Results or Findings: Increasing the size of the training data sets improved model performance on both internal validation and generalisation sets, decreased the variance of performance on the validation set and decreased the generalisation bias, thereby increasing overall confidence in the model, with a plateau at 400 patients.
Cross-validation helped reduce variance and generalisation bias compared to one time split. Nested cross-validation reduced variance but at the expense of increased generalisation bias.
Conclusion: As expected, population size has a strong impact on model performance, particularly on the estimated performance variance (stability) of models.

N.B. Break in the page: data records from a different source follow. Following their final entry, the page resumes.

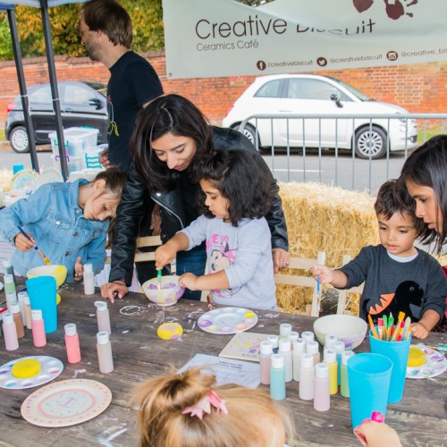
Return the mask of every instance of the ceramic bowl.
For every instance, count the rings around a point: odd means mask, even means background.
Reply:
[[[152,278],[143,283],[146,296],[158,306],[172,306],[183,295],[185,289],[179,285],[180,276],[171,274],[162,276],[162,286],[158,290],[157,278]]]
[[[367,330],[367,322],[352,315],[326,315],[314,322],[315,335],[323,346],[326,335],[335,335],[344,342],[347,350],[354,350],[363,342]]]
[[[41,266],[30,268],[27,272],[28,279],[38,276],[54,276],[56,280],[56,287],[61,287],[67,279],[67,267],[64,266]]]

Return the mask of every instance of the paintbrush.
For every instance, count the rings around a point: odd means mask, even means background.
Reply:
[[[17,228],[19,229],[19,232],[21,232],[21,234],[23,234],[23,236],[25,236],[25,238],[27,238],[28,240],[30,240],[30,242],[34,243],[31,238],[24,232],[23,228],[21,228],[20,225],[17,225]],[[44,260],[45,264],[46,264],[46,266],[49,266],[51,264],[50,260],[42,253],[41,250],[38,249],[38,247],[35,245],[34,249],[42,257],[42,259]]]

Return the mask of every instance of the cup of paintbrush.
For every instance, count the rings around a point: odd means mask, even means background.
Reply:
[[[34,243],[32,241],[32,239],[25,232],[23,228],[21,228],[20,225],[17,225],[17,228],[19,229],[19,232],[21,232],[21,234],[23,234],[23,236],[25,236],[25,238],[27,238],[28,240],[30,240],[30,242]],[[45,264],[46,264],[46,266],[49,266],[51,264],[50,260],[42,253],[42,251],[40,251],[37,245],[34,245],[34,249],[42,257],[42,259],[44,260]]]

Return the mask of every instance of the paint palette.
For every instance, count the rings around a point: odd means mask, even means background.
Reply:
[[[424,343],[418,343],[417,347],[424,352],[426,361],[418,367],[408,367],[408,379],[428,379],[443,374],[447,369],[447,358],[443,352],[428,348]]]
[[[202,331],[227,334],[242,333],[257,323],[257,315],[244,308],[220,308],[201,315],[198,325]]]
[[[112,401],[111,391],[100,382],[70,379],[55,382],[28,396],[21,416],[39,426],[70,426],[101,414]]]
[[[63,371],[58,358],[48,356],[16,358],[0,367],[0,388],[23,390],[40,386]]]

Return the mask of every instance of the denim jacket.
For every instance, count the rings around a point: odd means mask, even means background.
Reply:
[[[65,266],[67,283],[74,283],[74,265],[78,257],[82,264],[92,264],[98,274],[105,259],[105,237],[109,221],[88,220],[78,204],[79,188],[86,180],[72,183],[42,185],[26,198],[0,211],[0,231],[10,245],[19,233],[17,225],[31,234],[38,247],[51,264]],[[29,269],[45,266],[35,249],[15,250],[14,269],[26,276]]]

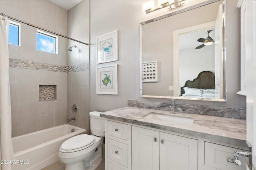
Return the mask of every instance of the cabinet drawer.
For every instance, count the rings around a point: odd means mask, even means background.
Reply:
[[[238,155],[242,165],[238,166],[227,161],[228,158],[234,159],[233,153],[236,150],[244,150],[214,143],[204,143],[204,164],[222,170],[245,170],[248,158]]]
[[[125,166],[128,166],[128,145],[108,139],[108,158]]]
[[[121,168],[119,168],[109,162],[108,162],[107,166],[107,170],[124,170]]]
[[[108,135],[128,140],[128,125],[108,121]]]

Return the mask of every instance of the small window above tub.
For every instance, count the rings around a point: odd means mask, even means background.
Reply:
[[[58,54],[58,37],[40,30],[36,31],[36,49]]]
[[[20,24],[9,20],[8,43],[20,45]]]

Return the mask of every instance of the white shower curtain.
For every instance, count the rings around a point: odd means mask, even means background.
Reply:
[[[7,17],[0,16],[0,134],[1,160],[14,160],[12,142],[12,118],[9,80],[9,52]],[[10,164],[2,165],[2,170],[11,170]]]

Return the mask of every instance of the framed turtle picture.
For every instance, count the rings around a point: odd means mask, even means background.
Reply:
[[[96,68],[96,93],[118,94],[117,64]]]
[[[97,37],[97,64],[118,60],[118,30]]]

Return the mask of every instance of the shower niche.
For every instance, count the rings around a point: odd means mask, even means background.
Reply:
[[[39,101],[56,100],[56,85],[40,85]]]

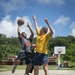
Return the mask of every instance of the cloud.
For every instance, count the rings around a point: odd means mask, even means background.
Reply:
[[[60,16],[55,22],[54,24],[60,24],[60,25],[67,25],[70,21],[69,17],[65,17],[65,16]]]
[[[71,29],[71,35],[73,35],[75,37],[75,22],[73,22],[71,25],[70,25],[70,29]]]
[[[16,17],[15,21],[11,20],[11,16],[7,15],[0,21],[0,33],[5,34],[7,37],[17,37],[17,20],[20,18],[19,16]],[[26,27],[27,22],[32,27],[32,24],[29,20],[28,16],[23,16],[25,24],[20,27],[21,32],[26,32],[27,36],[30,36],[30,30]],[[34,31],[34,29],[33,29]]]
[[[63,5],[64,0],[37,0],[40,4],[55,4],[55,5]]]
[[[0,7],[3,8],[5,13],[9,13],[11,11],[17,9],[25,8],[26,0],[8,0],[8,1],[0,1]]]

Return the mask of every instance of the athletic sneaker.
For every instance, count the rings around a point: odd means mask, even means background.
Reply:
[[[14,73],[14,72],[15,72],[15,69],[16,69],[16,66],[14,66],[14,67],[13,67],[13,69],[12,69],[12,73]]]

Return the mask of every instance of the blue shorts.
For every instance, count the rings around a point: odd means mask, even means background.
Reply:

This study is the first to estimate the minimum population size needed to improve generalisability of radiomics studies. However, as it is applied to a single data set, results are expected to vary according to predictive power of imaging for a given clinical question.
Limitations: Our generalisation set serves as a surrogate for an external validation set, it doesn't constitute a true external validation set.
Funding for this study: This work was funded by the French government under management of the Agence Nationale de la Recherche as part of the "Investissements d'avenir" programme, reference ANR19-P3IA-0001 (PRAIRIE 3IA Institute).
Has your study been approved by an ethics committee? Not applicable
Ethics committee - additional information: This is a retrospective study.